Taking for example two of those that received international attention. The first film ‘3000 Nights’ was directed by Mai Masri. It narrates a bigger story in light of individual stories of the underground world of Israeli prisons. 3000 Nights is based on a real story of a Palestinian pregnant mother sentenced to 8 years in an Israeli prison during which she gives birth to her child and raises him inside the prison walls.  3000 Nights was screened in the 2015 Toronto International Film Festival and submitted for the Best Foreign Language Film at the 89th Academy Awards.

Via Unifrance

The other acclaimed film ‘Omar’ was directed by Hany Abu Assad. It is also a story about imprisonment, but also about climbing the West Bank border, about love mediated between borders inside the Palestinian lands. It depicts how people try to adjust to the restrictions as someone who has no other choice but to adjust to a tumor in their body.

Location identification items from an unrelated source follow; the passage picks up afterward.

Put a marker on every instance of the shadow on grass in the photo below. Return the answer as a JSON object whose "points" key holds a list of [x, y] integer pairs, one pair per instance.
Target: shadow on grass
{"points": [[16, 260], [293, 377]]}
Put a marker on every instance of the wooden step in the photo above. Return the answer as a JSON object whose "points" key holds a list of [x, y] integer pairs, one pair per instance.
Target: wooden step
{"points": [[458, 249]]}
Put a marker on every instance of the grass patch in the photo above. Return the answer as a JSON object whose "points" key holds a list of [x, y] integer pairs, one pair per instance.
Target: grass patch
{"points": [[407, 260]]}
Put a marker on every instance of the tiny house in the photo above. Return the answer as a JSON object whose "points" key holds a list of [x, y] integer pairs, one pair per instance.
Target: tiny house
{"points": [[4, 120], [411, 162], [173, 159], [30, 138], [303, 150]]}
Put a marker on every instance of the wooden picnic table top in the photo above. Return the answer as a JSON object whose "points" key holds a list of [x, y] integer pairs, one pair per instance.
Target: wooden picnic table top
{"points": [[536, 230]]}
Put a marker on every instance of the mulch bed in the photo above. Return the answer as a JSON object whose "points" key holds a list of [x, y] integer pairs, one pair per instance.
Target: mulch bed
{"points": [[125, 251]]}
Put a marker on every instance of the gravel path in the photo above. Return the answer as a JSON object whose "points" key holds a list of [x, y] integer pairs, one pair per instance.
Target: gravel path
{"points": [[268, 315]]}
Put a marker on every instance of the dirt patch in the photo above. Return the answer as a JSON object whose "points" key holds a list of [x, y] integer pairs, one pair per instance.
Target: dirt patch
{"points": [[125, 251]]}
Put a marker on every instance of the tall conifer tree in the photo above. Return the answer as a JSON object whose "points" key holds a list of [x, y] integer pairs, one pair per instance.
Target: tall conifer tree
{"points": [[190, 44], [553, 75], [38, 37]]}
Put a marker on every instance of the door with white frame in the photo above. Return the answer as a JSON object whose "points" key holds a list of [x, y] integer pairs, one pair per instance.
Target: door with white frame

The drama was screened at the Toronto International Film Festival and Cannes Film Festival (where it won the Special Jury Prize) and snagged an Academy Award nomination in the Best Foreign Language Film category.  It was screened at the 2013 Toronto International Film Festival, nominated for Best Foreign Language Film at the 86th Academy Awards, and won Best Feature Film at the 2013 Asia Pacific Screen Awards.

Films about Palestine, like Omar, 3000 Nights, It Must Be Heaven, Wajib, Gaza Mon Amour and a handful of others are crucial because they disarm the mono-representations of the Palestinian people, and show the audience the minor individual stories that are easy to get swept in the bigger narrative. Humanitarian cinema about Palestine refers to films shot in the region, or outside, by Palestinians, or directors of other nationalities. They are a wide genre about a story that has not yet seen its end.

Via Variety

Cinema is powerful. The Palestinian strife shall seep through it and thrive. This has to be achieved through assertiveness, totality, and diversity of narration. Changing the mental image of the ‘Orient’ ‘Arab’ ‘Muslim’ ‘patriarchal ‘Palestinian’ is just as crucial as the on-ground fight. Films about Palestine have to step out of being characterized as ‘indie’, or personal. It must stand both on its own and achieve universal appeal. The story demands to be told encompassing the present, the past, and the future.